Inoltre, in questa edizione, sarà riaperto al pubblico un parco ormai dismesso da decenni, quello di Villa Gasteiger, storico edificio di Bolzano all’incrocio tra Ponte Druso e Via Dante. Sarà all’interno di questo riscoperto polmone verde – ribattezzato l’OASIE Transart – che si terrà la grande festa di apertura prevista per il 13 settembre alle 21:. All’interno della festa, a confermare l’impegno del festival per andare oltre le frontiere, anche quelle immaginarie, sarà presentata Who’s Next? la mostra che in collaborazione con la struttura d’accoglienza bolzanina Dormizil fa luce sulla questione dei senza fissa dimora e della loro invisibilità agli occhi della società.

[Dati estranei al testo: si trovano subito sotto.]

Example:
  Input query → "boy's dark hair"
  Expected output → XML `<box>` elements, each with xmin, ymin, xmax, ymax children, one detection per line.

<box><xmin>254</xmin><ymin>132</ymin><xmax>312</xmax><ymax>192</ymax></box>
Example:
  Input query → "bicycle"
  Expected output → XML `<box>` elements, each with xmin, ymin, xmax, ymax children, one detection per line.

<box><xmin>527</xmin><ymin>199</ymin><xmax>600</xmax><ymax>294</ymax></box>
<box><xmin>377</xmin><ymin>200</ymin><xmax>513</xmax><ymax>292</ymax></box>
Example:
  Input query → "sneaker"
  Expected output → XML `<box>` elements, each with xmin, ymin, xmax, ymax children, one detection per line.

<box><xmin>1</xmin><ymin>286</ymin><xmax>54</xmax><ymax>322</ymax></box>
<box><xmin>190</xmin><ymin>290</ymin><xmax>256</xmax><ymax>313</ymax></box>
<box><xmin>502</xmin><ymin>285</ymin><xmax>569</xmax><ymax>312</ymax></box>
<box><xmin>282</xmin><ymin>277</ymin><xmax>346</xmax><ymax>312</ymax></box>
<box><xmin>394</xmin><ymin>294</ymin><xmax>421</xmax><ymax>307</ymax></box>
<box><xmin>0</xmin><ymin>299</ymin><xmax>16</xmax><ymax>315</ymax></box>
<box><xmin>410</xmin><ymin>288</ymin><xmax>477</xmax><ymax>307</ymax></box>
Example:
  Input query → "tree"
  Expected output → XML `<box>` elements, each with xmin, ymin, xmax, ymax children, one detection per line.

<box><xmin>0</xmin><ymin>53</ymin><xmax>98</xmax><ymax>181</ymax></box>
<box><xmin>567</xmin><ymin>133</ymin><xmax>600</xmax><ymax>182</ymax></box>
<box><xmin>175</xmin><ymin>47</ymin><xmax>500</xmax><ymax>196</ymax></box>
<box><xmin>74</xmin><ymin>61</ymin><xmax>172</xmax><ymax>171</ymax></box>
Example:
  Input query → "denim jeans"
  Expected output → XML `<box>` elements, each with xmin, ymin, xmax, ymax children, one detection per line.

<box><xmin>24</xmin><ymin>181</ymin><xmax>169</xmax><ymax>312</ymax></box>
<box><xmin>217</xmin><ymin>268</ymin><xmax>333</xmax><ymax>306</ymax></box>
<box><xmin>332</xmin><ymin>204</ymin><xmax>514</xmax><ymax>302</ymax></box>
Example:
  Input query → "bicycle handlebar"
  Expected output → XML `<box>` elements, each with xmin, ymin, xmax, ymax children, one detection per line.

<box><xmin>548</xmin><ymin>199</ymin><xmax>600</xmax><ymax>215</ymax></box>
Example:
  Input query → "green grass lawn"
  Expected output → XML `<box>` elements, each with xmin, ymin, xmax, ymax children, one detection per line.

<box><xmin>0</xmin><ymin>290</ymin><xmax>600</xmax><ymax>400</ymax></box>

Ampio è poi lo spazio dedicato ai talk, sempre all’interno della cornice di OASIE Transart. Nell’ambito di quelle che vengono definite Transart Experiences sarà possibile assistere agli interventi di alcuni degli artisti e dei collaboratori. Degno di nota, l’incontro dedicato all’interazione tra creatività musica e intelligenza artificiale, preceduto nella stessa mattina del 20 settembre alle 9 da un talk con Alain Mongeau, fondatore e direttore di MUTEK. Alle 11 del 23 settembre, infine, nel giardino di Villa Gasteiger ci sarà Thomas Bangalter, co-fondatore dei Daft Punk, in dialogo con il pubblico per uno speciale matinée elettronico.
L’apertura delle prevendite è fissata per il 10 agosto sul sito o presso l’OASIE Transart. Motivo d’orgoglio per tutta la regione, il festival si conferma capace di creare forti sinergie tra il sistema produttivo privato, gli enti pubblici e il mondo della cultura. Il tutto, a vantaggio del fruitore che può godere di un prodotto culturale capace di tenere testa a manifestazioni internazionali.